Jedoch hat R. das Obst erkennbar nur gepflückt, um es in seinem Haushalt zu verwenden – er wollte Apfelwein
daraus herstellen – und nicht, um der Beklagten bei der Erfüllung ihrer Verkehrssicherungspflicht zu helfen. Wenn
aber eine Tätigkeit im eigenen Interesse im Rahmen des eigenen Unternehmens ausgeführt wird, läßt sich aus dem
Umstand, daß diese Tätigkeit auch dem Unternehmen eines anderen dient, kein Versicherungsschutz nach § 539
Abs. 2 RVO herleiten. Es fehlt dann an dem inneren ursächlichen Zusammenhang mit einem fremden unterstützten
Unternehmen. In einem solchen Fall handelt der Verletzte ausschließlich als Unternehmer seines eigenen
Unternehmens (vgl. 2 RU 150/55, BSG 5, 168 ff; Brackmann, Handbuch der Sozialversicherung, S. 476 a). Dabei
kann ein Unternehmen im Sinne des § 658 Abs. 2 Nr. 1 RVO a.F., (§ 633 RVO a.F.) auch ein Haushalt sein (vgl. 2 RU
245/54, 2 RU 322/55). Diese Erwägungen müssen bei Personen, die Obst auf dem Stamm für den eigenen
Privathaushalt ersteigern, dazu führen, daß sie grundsätzlich als Unternehmer im eigenen Unternehmen nicht der
Versicherungspflicht nach § 539 Abs. 2 RVO unterliegen. Der Senat vermochte sich der offenbar entgegengesetzten
Auffassung des Bundessozialgerichts in dessen Urteil vom 26. April 1963, 2 RU 242/59, nicht anzuschließen, wonach
Obstkäufer beim Pflücken zugleich auch im landwirtschaftlichen Unternehmen des Baumbesitzers wie in diesem
Unternehmen Beschäftigte tätig werden und somit nach §§ 537 Nr. 10 RVO a.F., 539 Abs. 2 RVO n.F. unter
Versicherungsschutz stehen. Dabei sind die oben angeführten, auch in den anderen genannten Entscheidungen des
Bundessozialgerichts angestellten Erwägungen offensichtlich außer Betracht geblieben (vgl. hierzu auch die Kritik an
diesem Urteil von Wussow, zitiert bei Lauterbach, Komm. zur Unfallversicherung, Anm. 104 w zu § 539 RVO).

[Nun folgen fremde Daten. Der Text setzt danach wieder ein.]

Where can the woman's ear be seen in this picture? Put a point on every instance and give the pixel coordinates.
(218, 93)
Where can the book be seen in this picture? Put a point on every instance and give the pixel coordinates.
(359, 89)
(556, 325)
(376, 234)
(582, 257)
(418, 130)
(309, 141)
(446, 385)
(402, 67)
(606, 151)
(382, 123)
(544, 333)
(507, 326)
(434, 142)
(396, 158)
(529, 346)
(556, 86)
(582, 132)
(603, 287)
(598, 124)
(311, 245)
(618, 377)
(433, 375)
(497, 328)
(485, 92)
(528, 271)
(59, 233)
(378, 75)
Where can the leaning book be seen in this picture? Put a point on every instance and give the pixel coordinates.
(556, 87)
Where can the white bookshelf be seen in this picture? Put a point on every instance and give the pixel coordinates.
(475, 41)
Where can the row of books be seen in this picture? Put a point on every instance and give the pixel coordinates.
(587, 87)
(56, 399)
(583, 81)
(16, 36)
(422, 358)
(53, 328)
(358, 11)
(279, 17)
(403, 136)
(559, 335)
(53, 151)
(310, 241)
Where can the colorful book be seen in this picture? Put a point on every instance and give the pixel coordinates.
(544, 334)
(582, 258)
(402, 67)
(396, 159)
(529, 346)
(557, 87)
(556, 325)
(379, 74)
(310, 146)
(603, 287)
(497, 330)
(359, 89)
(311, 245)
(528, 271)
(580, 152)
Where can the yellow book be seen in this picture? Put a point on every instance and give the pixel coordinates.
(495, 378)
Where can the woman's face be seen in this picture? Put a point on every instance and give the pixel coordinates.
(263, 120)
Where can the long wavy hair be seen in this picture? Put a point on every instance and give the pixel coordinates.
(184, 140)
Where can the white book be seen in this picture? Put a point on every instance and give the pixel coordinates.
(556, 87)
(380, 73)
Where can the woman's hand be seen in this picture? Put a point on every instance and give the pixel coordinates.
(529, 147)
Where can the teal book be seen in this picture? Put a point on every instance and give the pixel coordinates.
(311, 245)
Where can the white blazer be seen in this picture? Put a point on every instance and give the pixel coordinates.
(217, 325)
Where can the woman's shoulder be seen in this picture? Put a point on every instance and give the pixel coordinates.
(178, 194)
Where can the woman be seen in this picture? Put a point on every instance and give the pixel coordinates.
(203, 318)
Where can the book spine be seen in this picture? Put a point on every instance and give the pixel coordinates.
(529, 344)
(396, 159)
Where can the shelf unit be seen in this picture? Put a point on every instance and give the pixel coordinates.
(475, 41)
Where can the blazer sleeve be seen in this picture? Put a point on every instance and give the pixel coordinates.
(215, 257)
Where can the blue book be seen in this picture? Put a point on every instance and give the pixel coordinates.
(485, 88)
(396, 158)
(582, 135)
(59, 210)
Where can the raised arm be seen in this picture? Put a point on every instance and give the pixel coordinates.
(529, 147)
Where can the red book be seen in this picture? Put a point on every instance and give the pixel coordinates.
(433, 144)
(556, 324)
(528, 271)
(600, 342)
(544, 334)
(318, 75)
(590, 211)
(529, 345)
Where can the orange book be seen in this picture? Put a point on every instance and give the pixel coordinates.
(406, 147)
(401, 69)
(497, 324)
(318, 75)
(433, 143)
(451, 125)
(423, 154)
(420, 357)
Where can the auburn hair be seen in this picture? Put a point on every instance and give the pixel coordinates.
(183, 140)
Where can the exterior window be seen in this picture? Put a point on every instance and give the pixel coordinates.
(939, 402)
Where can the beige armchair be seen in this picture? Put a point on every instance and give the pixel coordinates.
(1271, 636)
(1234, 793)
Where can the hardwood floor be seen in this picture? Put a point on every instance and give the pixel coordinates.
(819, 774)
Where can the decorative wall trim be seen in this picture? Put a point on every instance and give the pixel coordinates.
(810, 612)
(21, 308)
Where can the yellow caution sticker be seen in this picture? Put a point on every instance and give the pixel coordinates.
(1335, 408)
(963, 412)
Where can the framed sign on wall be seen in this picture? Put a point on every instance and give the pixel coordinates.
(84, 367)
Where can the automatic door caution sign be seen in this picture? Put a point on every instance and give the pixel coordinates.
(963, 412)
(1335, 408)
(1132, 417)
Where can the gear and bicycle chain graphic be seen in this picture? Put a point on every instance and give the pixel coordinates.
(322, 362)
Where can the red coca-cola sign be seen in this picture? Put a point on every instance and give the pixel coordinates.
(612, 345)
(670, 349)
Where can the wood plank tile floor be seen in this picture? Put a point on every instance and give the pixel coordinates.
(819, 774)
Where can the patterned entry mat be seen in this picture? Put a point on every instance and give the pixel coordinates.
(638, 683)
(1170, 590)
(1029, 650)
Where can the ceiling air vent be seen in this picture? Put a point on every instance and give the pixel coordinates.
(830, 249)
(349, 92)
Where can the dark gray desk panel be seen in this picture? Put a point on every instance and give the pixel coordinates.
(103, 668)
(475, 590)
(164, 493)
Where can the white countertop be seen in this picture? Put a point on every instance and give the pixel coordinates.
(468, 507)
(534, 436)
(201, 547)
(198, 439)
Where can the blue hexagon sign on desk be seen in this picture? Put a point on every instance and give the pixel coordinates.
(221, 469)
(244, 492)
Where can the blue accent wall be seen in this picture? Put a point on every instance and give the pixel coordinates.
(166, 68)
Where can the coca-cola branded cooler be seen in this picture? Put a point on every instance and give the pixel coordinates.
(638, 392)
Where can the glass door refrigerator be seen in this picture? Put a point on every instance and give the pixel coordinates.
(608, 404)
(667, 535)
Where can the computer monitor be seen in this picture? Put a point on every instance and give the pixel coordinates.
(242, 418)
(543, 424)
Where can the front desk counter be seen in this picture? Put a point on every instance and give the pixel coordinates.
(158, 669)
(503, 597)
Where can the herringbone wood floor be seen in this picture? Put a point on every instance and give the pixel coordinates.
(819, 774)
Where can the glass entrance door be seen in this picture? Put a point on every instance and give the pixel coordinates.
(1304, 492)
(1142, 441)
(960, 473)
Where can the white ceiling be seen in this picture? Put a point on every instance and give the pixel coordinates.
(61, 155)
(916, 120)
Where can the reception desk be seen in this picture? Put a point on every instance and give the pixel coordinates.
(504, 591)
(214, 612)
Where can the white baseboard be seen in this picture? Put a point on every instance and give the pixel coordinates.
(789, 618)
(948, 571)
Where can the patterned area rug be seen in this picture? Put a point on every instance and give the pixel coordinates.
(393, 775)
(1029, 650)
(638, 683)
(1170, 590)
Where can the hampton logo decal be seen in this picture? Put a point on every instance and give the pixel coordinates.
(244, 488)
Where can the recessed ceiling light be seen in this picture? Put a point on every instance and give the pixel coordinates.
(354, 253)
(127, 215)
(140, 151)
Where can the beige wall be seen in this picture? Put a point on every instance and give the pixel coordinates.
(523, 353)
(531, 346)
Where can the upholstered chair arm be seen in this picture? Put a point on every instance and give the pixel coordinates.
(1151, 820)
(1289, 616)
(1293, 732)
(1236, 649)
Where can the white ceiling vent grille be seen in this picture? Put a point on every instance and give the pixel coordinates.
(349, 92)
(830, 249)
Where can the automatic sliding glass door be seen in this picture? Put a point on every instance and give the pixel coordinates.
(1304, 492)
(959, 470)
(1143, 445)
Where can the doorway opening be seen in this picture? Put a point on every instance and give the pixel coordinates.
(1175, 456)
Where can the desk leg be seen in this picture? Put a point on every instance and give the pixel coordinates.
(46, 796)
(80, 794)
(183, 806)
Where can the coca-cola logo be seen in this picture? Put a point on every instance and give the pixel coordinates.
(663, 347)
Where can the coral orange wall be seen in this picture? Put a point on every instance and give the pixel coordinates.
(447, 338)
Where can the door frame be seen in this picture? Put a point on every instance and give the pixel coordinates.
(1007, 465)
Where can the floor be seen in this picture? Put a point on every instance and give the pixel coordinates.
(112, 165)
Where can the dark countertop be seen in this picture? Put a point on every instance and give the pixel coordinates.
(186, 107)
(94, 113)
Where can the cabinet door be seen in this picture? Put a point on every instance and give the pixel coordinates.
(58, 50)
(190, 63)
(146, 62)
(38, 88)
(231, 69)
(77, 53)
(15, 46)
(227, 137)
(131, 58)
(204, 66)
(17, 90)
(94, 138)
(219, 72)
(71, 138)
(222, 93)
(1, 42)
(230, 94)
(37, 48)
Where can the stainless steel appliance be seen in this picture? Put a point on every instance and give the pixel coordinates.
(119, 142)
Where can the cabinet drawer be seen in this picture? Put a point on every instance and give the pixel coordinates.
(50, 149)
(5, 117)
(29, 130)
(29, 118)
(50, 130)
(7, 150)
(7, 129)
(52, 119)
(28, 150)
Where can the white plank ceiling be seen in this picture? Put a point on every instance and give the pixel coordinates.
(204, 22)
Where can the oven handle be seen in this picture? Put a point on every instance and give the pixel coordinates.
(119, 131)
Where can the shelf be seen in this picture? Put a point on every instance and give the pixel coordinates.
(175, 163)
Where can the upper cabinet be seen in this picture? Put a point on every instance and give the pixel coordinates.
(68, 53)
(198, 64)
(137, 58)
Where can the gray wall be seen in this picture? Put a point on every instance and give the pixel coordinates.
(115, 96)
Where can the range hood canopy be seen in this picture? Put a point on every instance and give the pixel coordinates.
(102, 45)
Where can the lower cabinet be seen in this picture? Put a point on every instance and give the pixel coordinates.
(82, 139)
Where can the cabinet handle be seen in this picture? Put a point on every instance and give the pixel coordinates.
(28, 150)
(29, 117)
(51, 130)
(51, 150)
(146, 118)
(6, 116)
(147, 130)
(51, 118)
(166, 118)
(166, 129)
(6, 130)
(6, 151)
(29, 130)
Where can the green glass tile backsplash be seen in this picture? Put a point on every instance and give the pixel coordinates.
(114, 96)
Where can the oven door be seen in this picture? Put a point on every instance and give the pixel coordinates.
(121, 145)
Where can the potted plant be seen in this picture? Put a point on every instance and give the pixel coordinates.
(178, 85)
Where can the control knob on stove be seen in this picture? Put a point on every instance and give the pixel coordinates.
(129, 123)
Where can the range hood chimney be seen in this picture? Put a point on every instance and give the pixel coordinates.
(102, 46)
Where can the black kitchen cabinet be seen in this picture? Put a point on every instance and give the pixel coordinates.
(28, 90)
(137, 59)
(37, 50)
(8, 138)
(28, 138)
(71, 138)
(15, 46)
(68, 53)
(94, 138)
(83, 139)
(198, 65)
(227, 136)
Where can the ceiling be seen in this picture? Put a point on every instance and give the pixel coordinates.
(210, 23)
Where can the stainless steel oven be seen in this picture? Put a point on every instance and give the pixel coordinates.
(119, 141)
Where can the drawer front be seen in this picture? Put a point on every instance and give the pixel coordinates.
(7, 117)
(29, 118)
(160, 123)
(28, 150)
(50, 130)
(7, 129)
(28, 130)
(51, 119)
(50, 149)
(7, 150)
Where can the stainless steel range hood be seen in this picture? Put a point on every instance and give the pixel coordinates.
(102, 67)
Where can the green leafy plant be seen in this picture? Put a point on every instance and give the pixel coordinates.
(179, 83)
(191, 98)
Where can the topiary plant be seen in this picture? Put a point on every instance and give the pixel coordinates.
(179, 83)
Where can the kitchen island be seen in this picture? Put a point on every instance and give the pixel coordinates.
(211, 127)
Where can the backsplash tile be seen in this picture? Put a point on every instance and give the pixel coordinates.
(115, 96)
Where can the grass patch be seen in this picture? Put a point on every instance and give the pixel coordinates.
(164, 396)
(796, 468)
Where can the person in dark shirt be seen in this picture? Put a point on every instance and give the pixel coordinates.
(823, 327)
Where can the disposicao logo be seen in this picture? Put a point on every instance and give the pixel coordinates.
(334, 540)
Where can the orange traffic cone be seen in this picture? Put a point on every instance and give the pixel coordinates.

Für den vorliegenden Fall folgt daraus, daß R. beim Obstpflücken für seinen Haushalt als "Unternehmer” tätig war.
Daß er dabei gleichzeitig dem Land Hessen bei der Erfüllung einer Verkehrssicherungspflicht geholfen hat, ist in
diesem Zusammenhang ohne rechtliche Bedeutung.
Auch wenn man die Auffassung vertritt, daß R. beim Obstpflücken in einem landwirtschaftlichen Unternehmen des
Landes Hessen tätig war, würde er nicht wie ein nach § 539 Abs. 1 Nr. 1 RVO Versicherter tätig und infolgedessen
nach § 539 Abs. 2 RVO versichert gewesen sein, weil er dann – wie oben ausgeführt – ebenfalls für seinen Haushalt
als Unternehmer eine Tätigkeit verrichtete.
Die Berufungen waren daher zurückzuweisen, denn weder die Klägerin noch die Beklagte hat der Beigeladenen
Versicherungsleistungen zu erbringen. Desgleichen scheidet eine Haftungspflicht des zuständigen
Gemeindeunfallversicherungsträgers gem. § 657 Abs. 1 Nr. 3 RVO aus, weil R. kein "Versicherter” im Sinne des §
539 Abs. 1 Nr. 1 RVO in einer Haushaltung war, so daß keine Beiladung zu erfolgen hatte.
Die Kostenentscheidung beruht auf § 193 SGG.